Before the book, I didn’t understand how deep impact rabies has had on our culture and oral history. This book recounted both the pathogen’s cultural, medical, and personal influence (and don’t worry there was enough information about the pathogen itself. I would have been disappointed if there wasn’t. However, this is not a medical or biology book.) But most importantly it went over how it might have prompted our legends about werewolves, vampires, and zombies; and how those legends still influence our imagination and shape our movies and other forms of storytelling.

On a personal note. I can remember that there were stories and warnings about feral dogs with rabies when I was a child. It was more like one summer of madness. (There were confirmed cases of rabies inflicted by foxes.) That summer I, my sister and our friend found a dead dog in the woods behind our home. Its mouth was full of foam, and it lay there freshly dead next to a ditch. I can still see the dog and remember what I thought then. How I pictured the foxes going around the yard dogs and biting them. How they all would roam around. There was even a silver moonlight in my imagination. I don’t wonder when rabies was more common it causing such a stir and inspiring so many stories. It’s only normal to search for explanations and werewolves, vampires, and zombies were at least entertaining.
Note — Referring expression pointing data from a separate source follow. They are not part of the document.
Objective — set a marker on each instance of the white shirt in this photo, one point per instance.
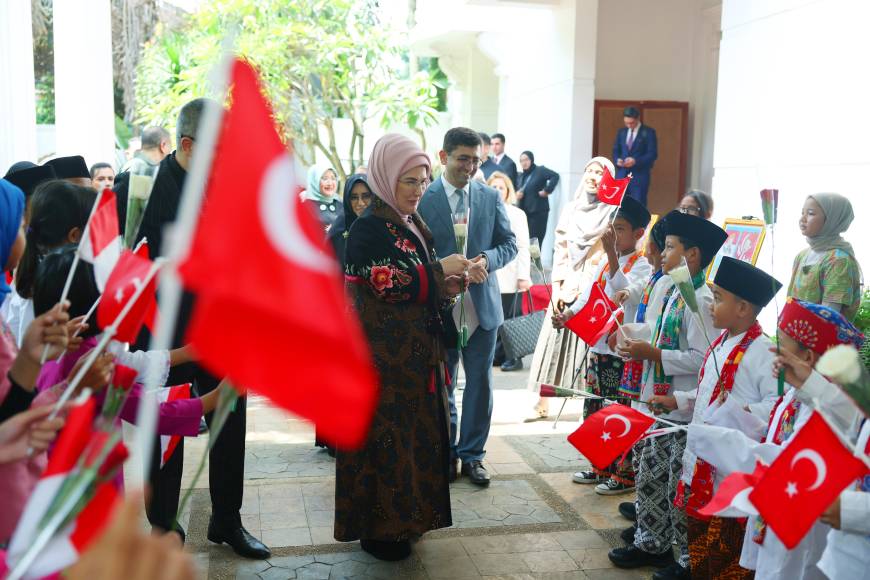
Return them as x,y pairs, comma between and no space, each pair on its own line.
454,193
847,555
754,386
631,132
520,267
684,364
640,271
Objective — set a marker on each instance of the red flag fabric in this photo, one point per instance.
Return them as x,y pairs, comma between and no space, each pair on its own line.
609,433
805,479
131,272
269,299
732,498
102,244
611,190
595,319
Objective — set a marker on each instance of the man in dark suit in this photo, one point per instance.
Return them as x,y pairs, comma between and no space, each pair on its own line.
505,164
227,457
635,151
490,245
Rabid is a perfect read for any mood. It fascinates, sickens, and entertains while it gives you information. I loved the mini-stories inside the book about legends, famous people, and cases. Also, it’s fun to explain what you are reading to others. Thus the book has been nominated to “You Read a Book about What?” list. I enjoyed listening to the book on my walks in the local forest, during the daytime. Nighttimes would have been a whole other matter because of my overactive imagination.